Sandra Heath of 10 Brookridge said visitors and deliveries would also require parking, and it would be inevitable that cars end up parking on Brookridge where there is no parking allowed. She said Brookridge, which has no sidewalks, was very narrow, and she feared traffic would back up onto the Post Rd.
Ms Heath said during recent storms, Brookridge became briefly impassible and that her basement had flooded, and runoff had come into her pool and back yard.
“The fact that this developer has already clear cut the property shows that they don’t understand the sensitivity of the area,” she said. “The developer has indicated that they would reuse some of the water for irrigation, but it seems there is not going to be much left to irrigate.”
Caroline Atkins from Fairfield Rd, which is at the T at the end of Brookridge, said her home flooded badly.
“I suffered 5 ft of water in my basement. That had never happened before. All the roads were flooded. Hillside was closed. Stanwich was closed. Fairfield was closed. And this is just going to continue to get worse.”
“They said it was a 100-year flood, but I think we’re going to see this happen much more,” she said. “I really think this is a pubic health and safety issue.”
Ann Knox of 30 Brookridge said her street was also egress for GCDS and its stadium on Cardinal Rd. She said the traffic study should look at the area as a whole. She said she had checked and that the property had no curb cut onto the Post Rd.
Ms Alban noted the Pecoras were present on Zoom, but they declined to speak.
Ms Alban summarized the concerns expressed.
“Mr. Cohen, we’ve heard of all the concerns from residents.
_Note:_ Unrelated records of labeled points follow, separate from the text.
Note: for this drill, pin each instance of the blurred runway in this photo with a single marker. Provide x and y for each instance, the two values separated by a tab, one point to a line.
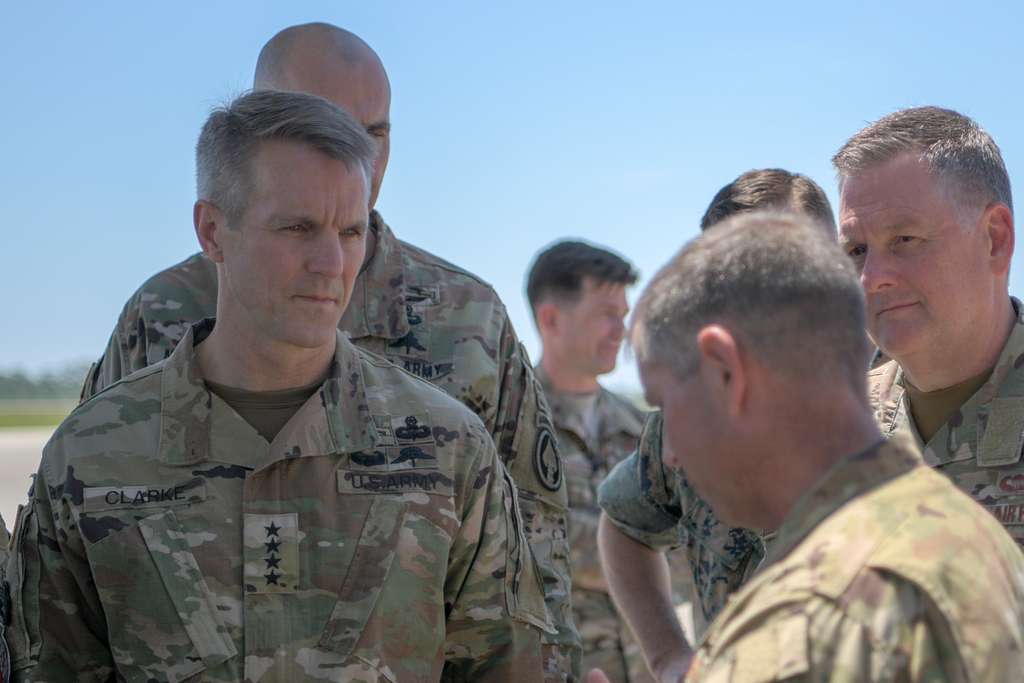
19	452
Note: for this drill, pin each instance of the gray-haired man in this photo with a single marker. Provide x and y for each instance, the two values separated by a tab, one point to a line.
270	503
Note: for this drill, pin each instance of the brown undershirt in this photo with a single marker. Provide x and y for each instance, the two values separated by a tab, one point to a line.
267	412
931	410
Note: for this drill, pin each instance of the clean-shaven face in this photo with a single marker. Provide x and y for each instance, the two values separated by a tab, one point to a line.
291	260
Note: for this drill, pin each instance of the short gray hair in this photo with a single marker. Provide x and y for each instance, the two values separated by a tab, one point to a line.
232	133
785	291
952	145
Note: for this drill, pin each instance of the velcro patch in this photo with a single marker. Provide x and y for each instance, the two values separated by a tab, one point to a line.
402	481
271	551
152	496
1009	515
1004	433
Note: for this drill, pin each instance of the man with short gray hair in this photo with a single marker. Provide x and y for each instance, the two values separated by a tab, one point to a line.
751	341
269	502
926	213
427	315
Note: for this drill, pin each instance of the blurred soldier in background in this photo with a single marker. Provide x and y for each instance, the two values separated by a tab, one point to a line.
649	508
428	316
577	293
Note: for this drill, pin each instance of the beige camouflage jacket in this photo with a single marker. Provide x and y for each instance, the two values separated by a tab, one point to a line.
654	505
375	539
436	321
587	459
884	572
980	447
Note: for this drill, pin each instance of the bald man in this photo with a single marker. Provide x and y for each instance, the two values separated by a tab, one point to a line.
426	315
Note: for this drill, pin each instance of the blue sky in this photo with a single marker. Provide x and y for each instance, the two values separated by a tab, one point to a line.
513	125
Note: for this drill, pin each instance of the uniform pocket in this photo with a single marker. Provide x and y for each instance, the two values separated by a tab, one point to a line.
523	590
23	580
161	615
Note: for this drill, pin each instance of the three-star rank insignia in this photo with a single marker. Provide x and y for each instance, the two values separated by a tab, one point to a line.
271	553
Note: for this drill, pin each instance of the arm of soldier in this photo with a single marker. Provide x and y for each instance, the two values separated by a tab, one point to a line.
120	358
882	630
640	586
488	636
587	570
57	600
524	437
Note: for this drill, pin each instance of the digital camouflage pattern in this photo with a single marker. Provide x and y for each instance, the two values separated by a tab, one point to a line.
654	505
980	446
883	572
588	456
435	321
375	539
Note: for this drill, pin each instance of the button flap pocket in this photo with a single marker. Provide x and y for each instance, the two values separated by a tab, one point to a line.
367	574
186	588
161	615
1004	436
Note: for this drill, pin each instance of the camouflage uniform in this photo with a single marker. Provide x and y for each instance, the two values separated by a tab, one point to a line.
375	539
587	457
885	571
435	321
980	446
654	505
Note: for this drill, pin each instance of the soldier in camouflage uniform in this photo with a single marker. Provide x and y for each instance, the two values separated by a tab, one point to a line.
752	342
371	534
653	506
927	216
428	316
577	293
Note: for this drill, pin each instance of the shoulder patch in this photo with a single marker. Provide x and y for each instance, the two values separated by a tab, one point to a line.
546	460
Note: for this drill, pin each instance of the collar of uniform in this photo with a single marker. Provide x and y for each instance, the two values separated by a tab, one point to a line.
963	435
614	417
848	478
378	304
335	420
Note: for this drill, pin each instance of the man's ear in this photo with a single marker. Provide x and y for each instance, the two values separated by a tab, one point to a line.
211	224
724	367
997	221
547	317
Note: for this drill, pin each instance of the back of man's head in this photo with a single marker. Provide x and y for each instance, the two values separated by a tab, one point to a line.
952	145
770	188
783	289
558	272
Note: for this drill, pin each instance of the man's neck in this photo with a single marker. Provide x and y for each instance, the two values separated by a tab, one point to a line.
563	380
940	367
260	367
808	450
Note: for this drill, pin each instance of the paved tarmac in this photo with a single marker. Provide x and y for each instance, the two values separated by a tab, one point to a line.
19	452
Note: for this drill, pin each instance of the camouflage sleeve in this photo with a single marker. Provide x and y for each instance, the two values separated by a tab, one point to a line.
886	630
58	628
641	495
524	436
489	635
655	506
125	351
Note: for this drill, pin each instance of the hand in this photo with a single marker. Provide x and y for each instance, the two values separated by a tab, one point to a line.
675	670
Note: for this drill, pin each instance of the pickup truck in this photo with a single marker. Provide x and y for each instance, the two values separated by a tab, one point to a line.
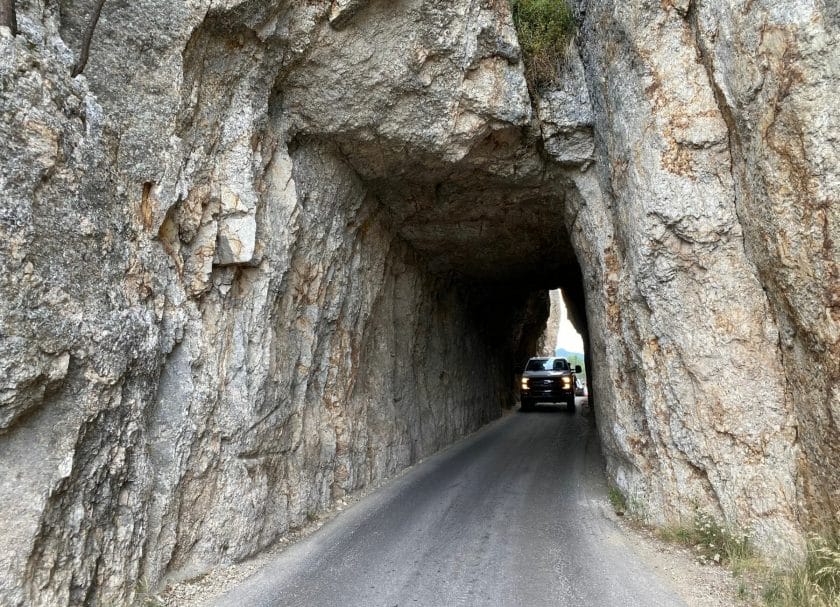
548	380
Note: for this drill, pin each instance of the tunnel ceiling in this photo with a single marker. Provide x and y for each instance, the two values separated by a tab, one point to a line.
456	156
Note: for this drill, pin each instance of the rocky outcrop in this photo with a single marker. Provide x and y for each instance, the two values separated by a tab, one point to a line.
262	254
212	324
704	404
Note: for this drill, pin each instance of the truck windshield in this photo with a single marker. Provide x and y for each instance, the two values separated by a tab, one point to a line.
547	364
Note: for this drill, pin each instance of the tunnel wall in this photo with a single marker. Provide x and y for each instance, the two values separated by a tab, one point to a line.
211	330
702	231
217	314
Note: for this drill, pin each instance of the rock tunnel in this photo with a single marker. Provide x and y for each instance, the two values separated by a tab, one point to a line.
264	254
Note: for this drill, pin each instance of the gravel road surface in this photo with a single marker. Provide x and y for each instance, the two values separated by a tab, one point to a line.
513	515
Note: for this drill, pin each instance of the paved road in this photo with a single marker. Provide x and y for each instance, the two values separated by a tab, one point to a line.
512	515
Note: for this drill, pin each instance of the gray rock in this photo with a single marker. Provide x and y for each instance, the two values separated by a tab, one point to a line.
258	256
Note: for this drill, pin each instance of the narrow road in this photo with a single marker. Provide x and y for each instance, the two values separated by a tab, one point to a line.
512	515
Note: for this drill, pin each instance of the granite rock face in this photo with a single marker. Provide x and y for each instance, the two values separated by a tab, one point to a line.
709	236
259	255
211	325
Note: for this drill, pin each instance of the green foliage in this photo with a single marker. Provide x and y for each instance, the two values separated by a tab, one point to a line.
714	543
544	28
815	583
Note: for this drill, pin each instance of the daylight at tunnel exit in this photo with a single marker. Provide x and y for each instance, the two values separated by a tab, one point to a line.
363	303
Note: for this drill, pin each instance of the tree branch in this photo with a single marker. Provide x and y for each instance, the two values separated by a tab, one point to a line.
7	15
83	55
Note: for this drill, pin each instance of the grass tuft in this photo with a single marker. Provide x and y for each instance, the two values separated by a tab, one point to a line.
545	28
815	583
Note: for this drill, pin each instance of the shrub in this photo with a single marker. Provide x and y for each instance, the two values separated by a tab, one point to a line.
544	28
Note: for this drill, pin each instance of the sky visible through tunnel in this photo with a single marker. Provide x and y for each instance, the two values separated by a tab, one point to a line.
567	337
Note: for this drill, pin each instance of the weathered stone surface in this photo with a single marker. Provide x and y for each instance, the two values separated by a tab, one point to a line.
697	400
212	326
259	255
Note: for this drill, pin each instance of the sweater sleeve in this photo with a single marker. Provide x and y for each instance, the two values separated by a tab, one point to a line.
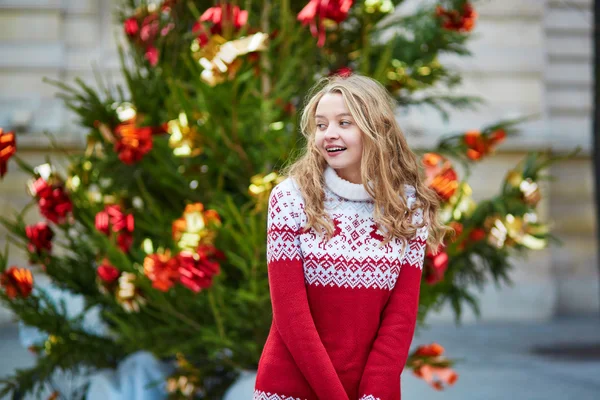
381	376
291	313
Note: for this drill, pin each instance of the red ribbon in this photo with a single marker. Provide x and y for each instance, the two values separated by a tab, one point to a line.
336	10
8	147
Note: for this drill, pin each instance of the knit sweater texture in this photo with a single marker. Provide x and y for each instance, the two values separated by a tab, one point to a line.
344	310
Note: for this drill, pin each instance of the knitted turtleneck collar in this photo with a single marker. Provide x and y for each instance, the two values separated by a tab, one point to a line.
344	188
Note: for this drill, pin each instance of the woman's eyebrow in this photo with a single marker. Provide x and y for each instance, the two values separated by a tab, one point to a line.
339	115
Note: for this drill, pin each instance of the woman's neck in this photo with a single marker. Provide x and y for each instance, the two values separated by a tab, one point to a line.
345	188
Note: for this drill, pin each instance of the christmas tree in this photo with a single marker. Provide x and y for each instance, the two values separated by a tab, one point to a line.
160	222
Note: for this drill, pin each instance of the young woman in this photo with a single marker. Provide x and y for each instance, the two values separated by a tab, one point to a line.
347	232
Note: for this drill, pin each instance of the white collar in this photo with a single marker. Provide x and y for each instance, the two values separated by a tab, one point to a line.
344	188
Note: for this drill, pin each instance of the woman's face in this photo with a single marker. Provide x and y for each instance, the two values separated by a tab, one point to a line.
338	138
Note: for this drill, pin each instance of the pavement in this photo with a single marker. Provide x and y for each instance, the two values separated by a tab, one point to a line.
551	360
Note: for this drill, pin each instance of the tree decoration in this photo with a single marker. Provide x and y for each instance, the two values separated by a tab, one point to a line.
48	189
261	186
219	57
429	364
317	12
440	175
230	81
455	20
434	267
7	149
107	273
184	140
162	270
17	282
40	238
196	226
224	17
128	295
114	223
197	269
479	145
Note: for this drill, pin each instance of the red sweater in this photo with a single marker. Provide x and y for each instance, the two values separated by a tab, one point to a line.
344	311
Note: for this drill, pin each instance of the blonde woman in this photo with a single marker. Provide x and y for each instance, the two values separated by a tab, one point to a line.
347	232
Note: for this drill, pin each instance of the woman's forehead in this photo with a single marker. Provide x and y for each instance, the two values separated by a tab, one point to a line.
332	105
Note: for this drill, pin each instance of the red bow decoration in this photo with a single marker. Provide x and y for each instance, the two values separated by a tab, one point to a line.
435	266
113	219
440	175
453	20
40	238
17	282
53	200
132	142
336	10
8	147
107	272
196	270
479	145
162	270
428	364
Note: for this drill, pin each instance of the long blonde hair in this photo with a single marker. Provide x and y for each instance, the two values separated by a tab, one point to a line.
386	161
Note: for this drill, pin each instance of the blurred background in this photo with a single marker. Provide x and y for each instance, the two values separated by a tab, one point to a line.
532	57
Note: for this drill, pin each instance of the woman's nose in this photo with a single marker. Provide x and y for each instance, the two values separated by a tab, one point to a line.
331	133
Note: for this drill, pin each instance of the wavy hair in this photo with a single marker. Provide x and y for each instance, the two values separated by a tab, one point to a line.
386	161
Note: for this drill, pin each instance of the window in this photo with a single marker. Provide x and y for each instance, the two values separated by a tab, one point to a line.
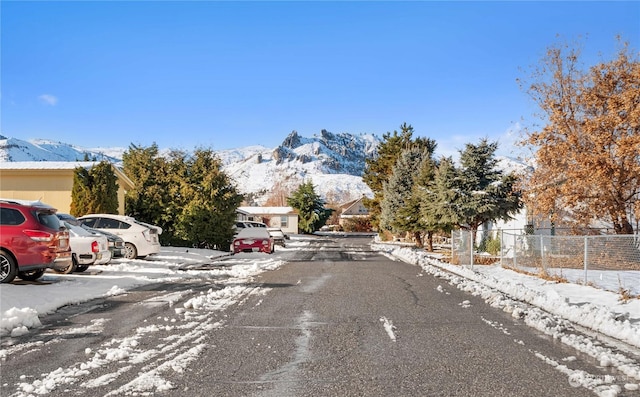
9	216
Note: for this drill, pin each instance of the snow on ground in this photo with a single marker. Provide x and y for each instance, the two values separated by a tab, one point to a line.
551	307
185	331
545	305
21	303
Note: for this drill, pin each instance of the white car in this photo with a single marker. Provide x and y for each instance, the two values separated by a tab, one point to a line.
140	239
86	249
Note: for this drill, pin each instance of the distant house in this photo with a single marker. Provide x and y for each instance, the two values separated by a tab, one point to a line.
283	217
353	209
50	182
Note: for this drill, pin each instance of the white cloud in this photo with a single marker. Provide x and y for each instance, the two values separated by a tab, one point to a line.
48	99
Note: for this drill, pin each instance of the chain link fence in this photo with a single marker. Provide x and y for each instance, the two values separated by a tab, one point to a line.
610	262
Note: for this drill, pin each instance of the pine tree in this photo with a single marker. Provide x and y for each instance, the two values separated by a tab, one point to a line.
588	153
312	213
379	169
397	192
209	214
441	197
94	190
147	201
81	197
486	194
104	189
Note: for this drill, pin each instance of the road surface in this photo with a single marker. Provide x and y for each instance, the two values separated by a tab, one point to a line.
337	319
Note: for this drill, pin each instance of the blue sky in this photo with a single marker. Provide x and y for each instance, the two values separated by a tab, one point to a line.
232	74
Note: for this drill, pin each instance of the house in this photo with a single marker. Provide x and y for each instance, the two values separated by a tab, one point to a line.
50	182
285	218
353	209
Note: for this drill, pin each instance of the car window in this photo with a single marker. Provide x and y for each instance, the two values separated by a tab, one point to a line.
89	222
48	219
10	216
108	223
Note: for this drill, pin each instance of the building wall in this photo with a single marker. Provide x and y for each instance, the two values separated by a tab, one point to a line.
51	186
273	220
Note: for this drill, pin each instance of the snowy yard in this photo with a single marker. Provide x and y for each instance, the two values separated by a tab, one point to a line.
544	305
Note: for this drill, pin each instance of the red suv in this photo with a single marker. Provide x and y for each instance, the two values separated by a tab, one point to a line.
31	240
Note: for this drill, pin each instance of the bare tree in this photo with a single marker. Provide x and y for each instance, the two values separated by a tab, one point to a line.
588	152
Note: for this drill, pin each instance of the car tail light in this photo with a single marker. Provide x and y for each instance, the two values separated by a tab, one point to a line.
38	235
63	240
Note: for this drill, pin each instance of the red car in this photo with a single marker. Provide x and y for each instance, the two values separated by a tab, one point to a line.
253	239
31	240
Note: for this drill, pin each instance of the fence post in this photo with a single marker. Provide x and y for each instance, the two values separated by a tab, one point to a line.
453	243
586	259
501	246
515	250
471	243
544	268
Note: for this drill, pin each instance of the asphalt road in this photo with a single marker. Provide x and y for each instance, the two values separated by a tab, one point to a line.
336	320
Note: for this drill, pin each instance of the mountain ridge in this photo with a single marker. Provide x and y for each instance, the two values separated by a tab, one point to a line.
334	162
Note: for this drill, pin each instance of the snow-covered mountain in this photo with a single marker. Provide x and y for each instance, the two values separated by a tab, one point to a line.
333	162
12	149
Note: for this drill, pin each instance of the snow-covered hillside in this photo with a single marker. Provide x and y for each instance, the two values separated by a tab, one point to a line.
12	149
333	162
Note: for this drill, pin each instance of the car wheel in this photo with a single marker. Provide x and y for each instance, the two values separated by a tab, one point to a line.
69	269
130	251
31	275
8	268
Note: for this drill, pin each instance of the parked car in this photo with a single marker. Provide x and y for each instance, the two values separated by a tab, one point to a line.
31	240
87	249
253	239
140	239
278	235
116	243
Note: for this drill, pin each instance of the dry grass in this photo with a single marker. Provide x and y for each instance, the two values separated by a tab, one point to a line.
558	278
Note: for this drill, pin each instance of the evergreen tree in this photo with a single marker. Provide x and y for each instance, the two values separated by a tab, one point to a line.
94	190
104	189
486	194
441	197
379	169
312	213
148	200
81	197
397	191
212	200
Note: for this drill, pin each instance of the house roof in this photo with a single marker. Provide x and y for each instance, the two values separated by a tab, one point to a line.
64	165
46	165
267	210
347	206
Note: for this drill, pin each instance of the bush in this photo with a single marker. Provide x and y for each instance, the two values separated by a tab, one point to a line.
492	245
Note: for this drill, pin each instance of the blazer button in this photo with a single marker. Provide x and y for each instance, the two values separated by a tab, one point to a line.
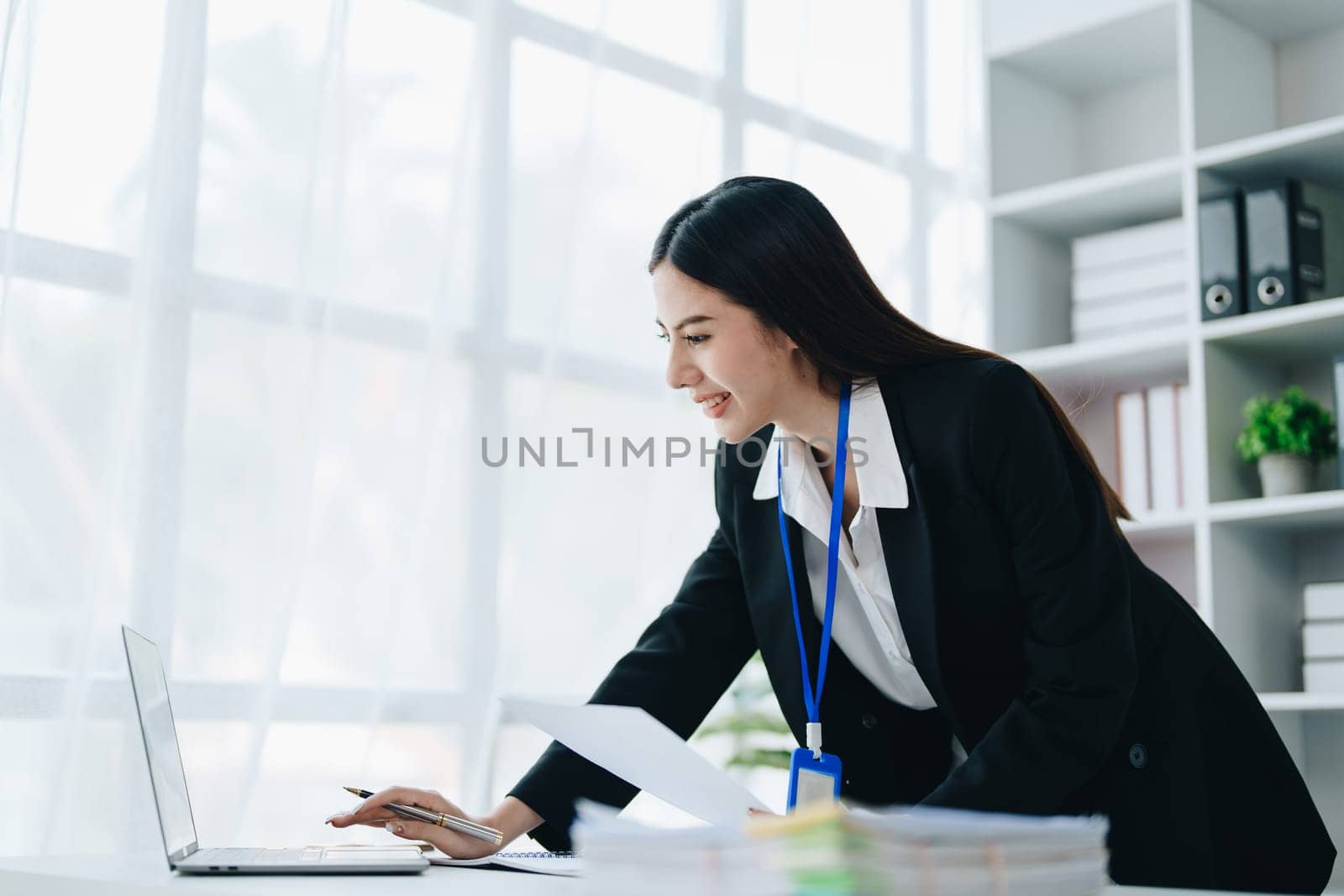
1137	755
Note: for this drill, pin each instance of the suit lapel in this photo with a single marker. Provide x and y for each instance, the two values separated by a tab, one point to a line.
906	547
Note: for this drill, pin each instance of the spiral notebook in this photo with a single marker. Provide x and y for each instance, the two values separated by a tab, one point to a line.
537	862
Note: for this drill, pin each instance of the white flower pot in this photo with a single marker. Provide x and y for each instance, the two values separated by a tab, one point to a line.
1285	474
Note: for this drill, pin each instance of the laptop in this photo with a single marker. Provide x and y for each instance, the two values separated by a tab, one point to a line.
175	819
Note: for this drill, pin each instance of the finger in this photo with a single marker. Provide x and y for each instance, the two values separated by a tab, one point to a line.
409	829
373	806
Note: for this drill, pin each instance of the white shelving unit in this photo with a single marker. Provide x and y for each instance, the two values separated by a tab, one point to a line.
1109	113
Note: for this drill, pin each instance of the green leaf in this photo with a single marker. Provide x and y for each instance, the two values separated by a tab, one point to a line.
745	723
1290	423
759	759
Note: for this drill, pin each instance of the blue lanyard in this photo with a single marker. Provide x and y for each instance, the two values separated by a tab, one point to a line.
813	701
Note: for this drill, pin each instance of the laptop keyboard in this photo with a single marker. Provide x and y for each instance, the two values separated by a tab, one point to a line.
252	857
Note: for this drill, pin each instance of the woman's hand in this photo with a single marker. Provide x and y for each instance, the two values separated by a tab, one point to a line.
374	813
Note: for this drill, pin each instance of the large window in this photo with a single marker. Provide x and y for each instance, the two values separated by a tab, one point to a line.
270	273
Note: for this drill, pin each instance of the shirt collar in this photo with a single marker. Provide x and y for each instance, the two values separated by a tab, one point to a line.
882	479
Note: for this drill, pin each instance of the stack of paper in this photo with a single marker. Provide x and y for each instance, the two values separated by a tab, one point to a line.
1129	280
827	849
1323	637
1155	446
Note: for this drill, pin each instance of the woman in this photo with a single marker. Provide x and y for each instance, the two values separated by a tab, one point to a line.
987	604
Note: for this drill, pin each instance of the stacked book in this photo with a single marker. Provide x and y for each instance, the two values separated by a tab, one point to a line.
1128	281
1153	448
827	849
1323	637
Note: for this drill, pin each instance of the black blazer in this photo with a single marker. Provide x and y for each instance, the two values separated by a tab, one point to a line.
1075	678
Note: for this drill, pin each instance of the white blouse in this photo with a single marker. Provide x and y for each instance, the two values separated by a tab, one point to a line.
866	624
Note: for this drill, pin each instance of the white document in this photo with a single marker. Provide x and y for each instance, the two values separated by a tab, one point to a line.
638	748
1132	449
1129	244
1163	448
1324	600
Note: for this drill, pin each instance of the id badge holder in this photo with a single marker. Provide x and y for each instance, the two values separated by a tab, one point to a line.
813	779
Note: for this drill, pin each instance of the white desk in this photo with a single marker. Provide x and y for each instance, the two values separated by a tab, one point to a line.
145	875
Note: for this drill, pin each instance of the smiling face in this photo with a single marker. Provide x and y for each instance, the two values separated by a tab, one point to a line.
737	371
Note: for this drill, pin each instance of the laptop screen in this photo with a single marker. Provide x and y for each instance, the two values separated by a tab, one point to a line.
170	782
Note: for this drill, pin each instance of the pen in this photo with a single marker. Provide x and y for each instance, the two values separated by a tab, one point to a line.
452	822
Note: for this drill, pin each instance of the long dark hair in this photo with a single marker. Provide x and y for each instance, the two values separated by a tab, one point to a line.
770	246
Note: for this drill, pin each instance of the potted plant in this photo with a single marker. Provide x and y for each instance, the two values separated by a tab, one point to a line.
1285	438
759	735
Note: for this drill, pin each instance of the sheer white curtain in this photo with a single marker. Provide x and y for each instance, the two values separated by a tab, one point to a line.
270	275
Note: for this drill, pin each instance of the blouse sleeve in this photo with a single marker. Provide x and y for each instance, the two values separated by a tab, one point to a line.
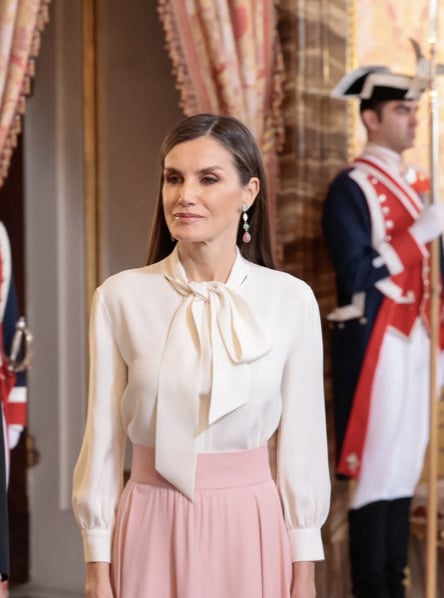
98	475
302	456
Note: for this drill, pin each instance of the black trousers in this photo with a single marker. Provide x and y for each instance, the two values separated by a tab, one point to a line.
379	538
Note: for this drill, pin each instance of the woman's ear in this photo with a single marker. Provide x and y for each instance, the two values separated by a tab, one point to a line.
251	189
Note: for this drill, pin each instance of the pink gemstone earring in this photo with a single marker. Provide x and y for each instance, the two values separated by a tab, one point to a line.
246	237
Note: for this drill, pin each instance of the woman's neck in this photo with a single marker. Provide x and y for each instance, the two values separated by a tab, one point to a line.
203	263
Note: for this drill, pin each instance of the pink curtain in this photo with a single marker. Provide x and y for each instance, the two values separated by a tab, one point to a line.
227	59
21	22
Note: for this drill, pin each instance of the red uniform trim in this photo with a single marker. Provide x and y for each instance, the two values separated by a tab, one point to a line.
355	435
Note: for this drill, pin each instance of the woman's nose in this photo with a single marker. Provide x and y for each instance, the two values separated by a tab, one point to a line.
187	193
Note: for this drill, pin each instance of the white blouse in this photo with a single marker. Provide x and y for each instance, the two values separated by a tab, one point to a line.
217	367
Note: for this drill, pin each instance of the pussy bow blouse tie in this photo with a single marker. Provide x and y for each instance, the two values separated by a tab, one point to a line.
213	328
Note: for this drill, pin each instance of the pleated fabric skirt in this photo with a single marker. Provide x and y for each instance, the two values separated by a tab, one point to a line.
231	542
What rises to health and safety is obviously everybody knows about climate change and the severe damage from Ida – everybody’s worried about flooding. You’ve heard a lot of concerns about traffic. Our need to protect the at risk population that uses Pathways.”
“We have the elephant in the room, which is the issue of the sewer connection,” she continued. “That zoning issue will be decided by the Zoning Enforcement Officer.”
As for the egress, she reminded Mr. Cohen of the concern about ability to stack cars for the ingress/egress.
“Frankly, I think it is suicidal to make a left turn onto the Post Rd most days of the week at most times, but the state frowns on us from forbidding it.”
Lastly, Alban asked Mr. Cohen if his clients had considered a submitting the proposal as Historic Overlay, which would preserve the historic structure, or whether they had considered a 6-110 development, which is the town’s workforce housing regulation.
She suggested the applicant work with staff as they finalize their application.